Background: In 2006, Tennessee ranked eighth nationally for rates of syphilis infections, ninth for chlamydia, and tenth for gonorrhea. Serious sequelae are associated with repeat infection with these sexually transmitted diseases (STDs).
Objectives: To describe the epidemiology of repeat STD infection in Tennessee.
Methods: Individuals diagnosed in Tennessee with a chlamydia or gonorrhea infection during August 2005 – September 2008 were included in this study. The proportion of individuals with at least one repeat infection (defined as a chlamydia, gonorrhea or syphilis infection at least 90 days after diagnosis of the initial infection with chlamydia or gonorrhea) was determined and Cox proportional regression models were used to analyze predictors of repeat infections.

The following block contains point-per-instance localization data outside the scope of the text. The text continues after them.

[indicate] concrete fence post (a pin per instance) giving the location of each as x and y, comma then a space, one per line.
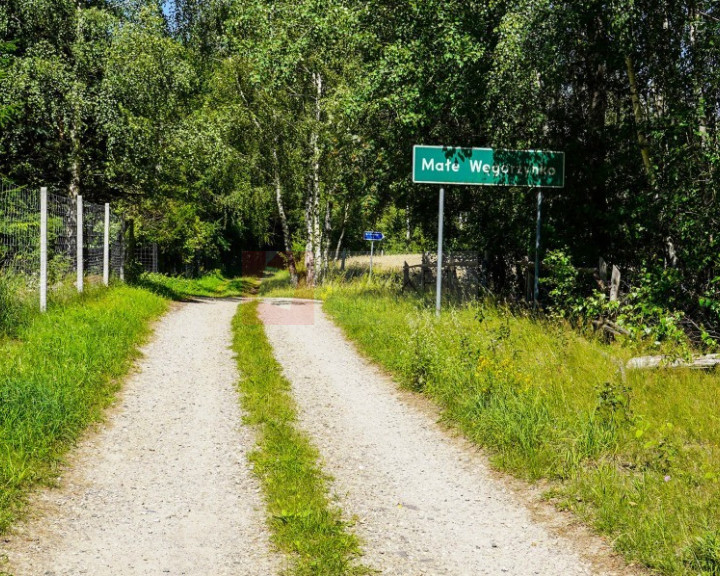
43, 249
80, 263
106, 247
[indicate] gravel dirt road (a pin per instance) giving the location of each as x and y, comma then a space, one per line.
164, 487
426, 504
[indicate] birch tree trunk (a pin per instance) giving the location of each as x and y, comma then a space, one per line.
346, 213
292, 268
639, 121
326, 244
313, 246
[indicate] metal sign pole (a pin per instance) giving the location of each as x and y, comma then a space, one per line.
438, 296
536, 292
372, 246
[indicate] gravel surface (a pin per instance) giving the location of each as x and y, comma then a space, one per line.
164, 487
426, 505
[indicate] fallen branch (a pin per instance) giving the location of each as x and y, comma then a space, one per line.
649, 362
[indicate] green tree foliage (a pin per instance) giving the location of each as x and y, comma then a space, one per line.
228, 124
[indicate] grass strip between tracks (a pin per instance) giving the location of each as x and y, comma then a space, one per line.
305, 524
57, 373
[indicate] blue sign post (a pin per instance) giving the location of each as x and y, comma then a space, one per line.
373, 237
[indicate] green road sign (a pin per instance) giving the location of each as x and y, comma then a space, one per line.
488, 167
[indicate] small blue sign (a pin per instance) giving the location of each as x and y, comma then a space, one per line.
373, 236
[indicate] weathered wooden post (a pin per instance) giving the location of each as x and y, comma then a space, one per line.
43, 249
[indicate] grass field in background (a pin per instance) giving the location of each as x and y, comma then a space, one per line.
57, 372
211, 285
634, 453
305, 525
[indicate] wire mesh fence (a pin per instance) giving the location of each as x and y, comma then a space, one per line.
20, 236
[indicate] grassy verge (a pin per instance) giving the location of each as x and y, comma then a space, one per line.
213, 285
634, 453
306, 526
56, 374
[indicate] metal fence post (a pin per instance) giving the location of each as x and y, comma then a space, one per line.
43, 249
106, 247
80, 270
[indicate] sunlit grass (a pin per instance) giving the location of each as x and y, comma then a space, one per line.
56, 374
212, 285
634, 453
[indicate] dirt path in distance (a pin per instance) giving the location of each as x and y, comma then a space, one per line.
164, 487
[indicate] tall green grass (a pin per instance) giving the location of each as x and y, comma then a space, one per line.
212, 285
635, 453
305, 524
56, 374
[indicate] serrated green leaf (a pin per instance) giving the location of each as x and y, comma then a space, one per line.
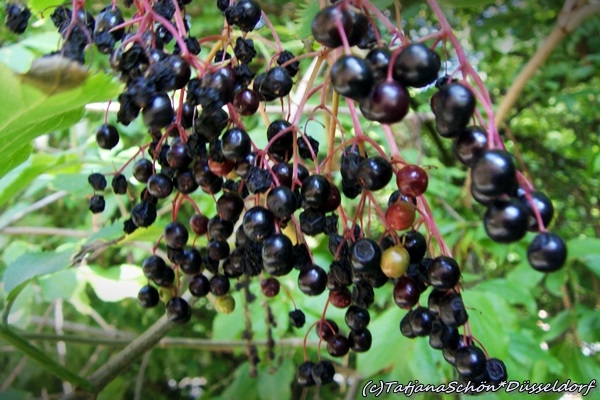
32, 265
28, 112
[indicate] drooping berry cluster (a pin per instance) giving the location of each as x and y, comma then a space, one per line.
199, 144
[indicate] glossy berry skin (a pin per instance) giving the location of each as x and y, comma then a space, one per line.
199, 285
176, 235
297, 318
415, 243
421, 321
506, 221
387, 103
360, 340
97, 204
340, 297
543, 205
244, 13
192, 261
199, 224
494, 173
400, 215
442, 335
304, 374
177, 156
406, 293
312, 280
142, 170
258, 224
416, 65
470, 143
179, 310
315, 190
378, 60
160, 185
453, 107
351, 77
107, 136
323, 372
443, 273
496, 370
326, 329
357, 318
394, 261
270, 287
452, 310
338, 346
159, 112
97, 181
153, 266
236, 144
246, 102
278, 255
365, 255
281, 201
374, 173
412, 180
225, 304
324, 28
119, 184
470, 361
148, 296
547, 252
219, 285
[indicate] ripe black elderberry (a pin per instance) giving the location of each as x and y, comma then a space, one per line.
148, 296
107, 136
245, 14
179, 310
374, 173
258, 224
547, 252
97, 181
351, 77
97, 203
312, 280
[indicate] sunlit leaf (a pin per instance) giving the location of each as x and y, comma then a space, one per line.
31, 265
29, 112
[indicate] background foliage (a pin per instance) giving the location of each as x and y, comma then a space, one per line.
544, 327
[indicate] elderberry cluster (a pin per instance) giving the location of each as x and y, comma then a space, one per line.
202, 146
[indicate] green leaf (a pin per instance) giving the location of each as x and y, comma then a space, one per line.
555, 281
22, 176
514, 294
464, 3
15, 395
242, 386
28, 113
14, 339
558, 325
586, 250
275, 384
115, 283
305, 13
31, 265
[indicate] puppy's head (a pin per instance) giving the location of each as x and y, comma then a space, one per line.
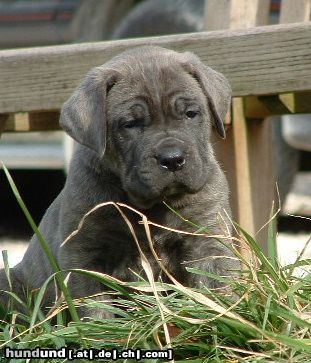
148, 114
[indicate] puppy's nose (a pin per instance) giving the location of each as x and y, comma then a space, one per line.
170, 157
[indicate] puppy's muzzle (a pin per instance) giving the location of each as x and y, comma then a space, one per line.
170, 154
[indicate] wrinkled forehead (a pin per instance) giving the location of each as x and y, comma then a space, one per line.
153, 79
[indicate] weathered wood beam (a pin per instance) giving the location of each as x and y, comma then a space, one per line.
283, 104
257, 61
30, 121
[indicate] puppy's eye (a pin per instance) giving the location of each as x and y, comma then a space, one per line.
191, 113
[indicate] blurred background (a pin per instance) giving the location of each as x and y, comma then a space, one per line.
38, 161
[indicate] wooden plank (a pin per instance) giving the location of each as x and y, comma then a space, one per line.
248, 146
294, 11
235, 14
34, 121
257, 61
287, 103
3, 121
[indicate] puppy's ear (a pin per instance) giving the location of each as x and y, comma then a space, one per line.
83, 115
215, 87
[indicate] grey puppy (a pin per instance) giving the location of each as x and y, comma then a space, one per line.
143, 125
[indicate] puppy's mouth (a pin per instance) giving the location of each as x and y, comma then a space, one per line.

Results: Of 79,206 STD cases, 8.2% of the population had at least one repeat infection with chlamydia, gonorrhea, or syphilis within one year. Among those < 25 years old 9.8% had a repeat infection within one year. Blacks had the greatest rate of repeat infection (11%) compared to other racial/ethnic groups. Young age at initial infection and black race were predominant factors in predicting repeat infections (hazard ratio = 3.3 and 2.1, respectively). Multivariate analyses confirmed age < 25 years (HR=2.4, 95% CI 1.2-4.6) and black race (HR=1.8, 95% CI 1.2-3.1) as significant risk factors for repeat infection.
Conclusions: Targeted screening, testing, treatment and counseling of patients who are young and/or of black race could help reduce STD morbidity in Tennessee.
Implications for Programs, Policy, and/or Research: In efforts to reduce the high incidence of Chlamydia infection and subsequent repeat infections, Tennessee health services providers were authorized to supply Expedited Partner Therapy (EPT). Hopefully, with increasing acceptance of EPT, chlamydia and gonorrhea morbidity will be reduced in Tennessee.